Returns The function returns a tuple (top_motifs, distances) which are lists of the same length.
- top_motifs: This is a list of the indices found for each motif. The first index is the nth motif followed by all nearest neighbors found sorted by distances.
- distances: Minimum Matrix profile value for each motif set. More detail about the algortihm implemented by this function can be found here: https://www.cs.ucr.edu/~eamonn/guided-motif-KDD17-new-format-10-pages-v005.pdf
Experimenetation
In this step we experimente different values of max_motifs, radius, n_neighbors, and ex_zone, and use motifs plots visualization to find the best parametres set that distiguish the consumption motifs
fig, (ax1, ax2, ax3) = plt.subplots(3,1,sharex=True,figsize=(20,10))

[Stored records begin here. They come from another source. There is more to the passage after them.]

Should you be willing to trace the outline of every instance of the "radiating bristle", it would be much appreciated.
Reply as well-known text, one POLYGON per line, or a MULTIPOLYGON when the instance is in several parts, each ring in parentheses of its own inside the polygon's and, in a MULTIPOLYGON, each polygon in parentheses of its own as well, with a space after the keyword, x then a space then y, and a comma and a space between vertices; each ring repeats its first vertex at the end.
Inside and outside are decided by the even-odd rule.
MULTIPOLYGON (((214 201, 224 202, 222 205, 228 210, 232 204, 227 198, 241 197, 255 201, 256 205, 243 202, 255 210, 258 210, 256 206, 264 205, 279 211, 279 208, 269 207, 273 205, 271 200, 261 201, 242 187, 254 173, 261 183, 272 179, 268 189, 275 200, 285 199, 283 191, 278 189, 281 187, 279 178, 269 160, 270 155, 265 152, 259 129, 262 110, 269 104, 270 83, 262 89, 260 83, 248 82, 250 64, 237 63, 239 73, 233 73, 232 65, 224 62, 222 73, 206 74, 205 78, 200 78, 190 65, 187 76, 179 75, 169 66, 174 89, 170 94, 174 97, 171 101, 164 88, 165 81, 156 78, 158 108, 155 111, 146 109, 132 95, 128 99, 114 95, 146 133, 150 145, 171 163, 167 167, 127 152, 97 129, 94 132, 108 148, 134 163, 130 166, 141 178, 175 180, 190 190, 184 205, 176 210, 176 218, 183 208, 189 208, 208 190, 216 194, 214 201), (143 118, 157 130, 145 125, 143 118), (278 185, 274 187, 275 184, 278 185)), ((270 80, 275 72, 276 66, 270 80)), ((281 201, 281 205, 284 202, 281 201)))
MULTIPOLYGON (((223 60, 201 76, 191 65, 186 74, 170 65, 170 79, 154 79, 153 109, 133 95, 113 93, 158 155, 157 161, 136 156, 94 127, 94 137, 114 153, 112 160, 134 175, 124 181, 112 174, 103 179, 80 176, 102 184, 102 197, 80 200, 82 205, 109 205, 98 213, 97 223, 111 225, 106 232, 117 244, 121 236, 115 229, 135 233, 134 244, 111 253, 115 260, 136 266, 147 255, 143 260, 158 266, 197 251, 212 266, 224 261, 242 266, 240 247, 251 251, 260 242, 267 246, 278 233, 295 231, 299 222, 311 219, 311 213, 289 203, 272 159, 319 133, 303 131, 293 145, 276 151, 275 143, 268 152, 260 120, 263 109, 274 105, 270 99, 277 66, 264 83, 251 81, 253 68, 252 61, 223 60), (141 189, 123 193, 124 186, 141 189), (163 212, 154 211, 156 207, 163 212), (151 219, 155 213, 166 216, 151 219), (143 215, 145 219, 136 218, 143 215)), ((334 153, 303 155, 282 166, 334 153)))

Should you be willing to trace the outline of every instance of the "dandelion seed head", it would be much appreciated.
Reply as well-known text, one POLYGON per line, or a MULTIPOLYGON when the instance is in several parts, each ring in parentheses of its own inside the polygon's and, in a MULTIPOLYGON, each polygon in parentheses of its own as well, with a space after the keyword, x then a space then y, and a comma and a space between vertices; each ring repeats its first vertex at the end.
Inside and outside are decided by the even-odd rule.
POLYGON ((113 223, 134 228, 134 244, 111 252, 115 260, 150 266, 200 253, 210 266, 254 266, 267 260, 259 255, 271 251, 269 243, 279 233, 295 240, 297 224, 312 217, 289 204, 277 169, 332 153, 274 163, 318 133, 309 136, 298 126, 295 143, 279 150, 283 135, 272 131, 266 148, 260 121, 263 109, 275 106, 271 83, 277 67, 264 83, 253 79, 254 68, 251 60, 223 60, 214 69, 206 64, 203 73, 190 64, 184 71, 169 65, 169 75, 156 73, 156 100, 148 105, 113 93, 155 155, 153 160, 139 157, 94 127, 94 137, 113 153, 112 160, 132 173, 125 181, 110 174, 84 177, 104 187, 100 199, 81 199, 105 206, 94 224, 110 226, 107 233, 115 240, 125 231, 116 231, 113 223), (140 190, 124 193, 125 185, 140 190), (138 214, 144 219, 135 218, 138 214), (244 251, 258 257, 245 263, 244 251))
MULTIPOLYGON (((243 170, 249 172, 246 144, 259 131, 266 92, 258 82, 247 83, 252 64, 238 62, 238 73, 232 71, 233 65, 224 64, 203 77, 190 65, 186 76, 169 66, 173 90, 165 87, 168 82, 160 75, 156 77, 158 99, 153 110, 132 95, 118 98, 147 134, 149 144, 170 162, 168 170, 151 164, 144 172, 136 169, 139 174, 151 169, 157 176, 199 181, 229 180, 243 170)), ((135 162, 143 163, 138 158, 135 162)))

mtfs ,motif_d = motifs.motifs(pattern, mp_corrected, max_motifs=5, n_neighbors=None, radius=0)
plot_motifs(mtfs, [f"{md:.3f}" for md in motif_d], ax1)
ax1.set_ylabel('4 Neigbhors', size=22)
print(mtfs)
#mtfs ,motif_d = motifs.motifs(pattern, mp, max_motifs=5, radius=10)
mtfs ,motif_d = motifs.motifs(pattern, mp_corrected, max_motifs=5, n_neighbors=0, radius=0)
plot_motifs(mtfs, [f"{md:.3f}" for md in motif_d], ax2)
ax2.set_ylabel('Radius = 10', size=22)
print(mtfs)
#mtfs ,motif_d = motifs.motifs(pattern, mp, max_motifs=3, ex_zone=2)
mtfs ,motif_d = motifs.motifs(pattern, mp_corrected, max_motifs=5, n_neighbors=None, radius=0, ex_zone=5)
plot_motifs(mtfs, [f"{md:.3f}" for md in motif_d], ax3)
ax3.set_ylabel('Exclude 2*m', size=22)
plt.show()
print(mtfs)
#### Results:
[[839, 1186], [612, 989], [577, 898], [825, 1394]]
[[839, 1186], [612, 989], [577, 898], [825, 1394]]
Periods of active power consumptions
df.loc[(df.index>=839) & (df.index<=839+11)]
df.loc[(df.index>=1186) & (df.index<=1186+11)]
df.loc[(df.index>=612) & (df.index<=612+11)]
df.loc[(df.index>=989) & (df.index<=989+11)]
df.loc[(df.index>=577) & (df.index<=577+11)]
df.loc[(df.index>=898) & (df.index<=898+11)]
df.loc[(df.index>=583) & (df.index<=583+11)]
df.loc[(df.index>=827) & (df.index<=827+11)]
General Conclusion
- By correcting the matrix profile with an AV based on the active power consumptions peaks measure, we were able to discover the true motifs
- After fine tuning the parametres of motifs.motifs, we were able to differtiate different motifs existing in the data.
- Visually we have one false positive : the red motif in the right, which we refere to noise. We can improve the result by adding a noise fiter on the found motifs.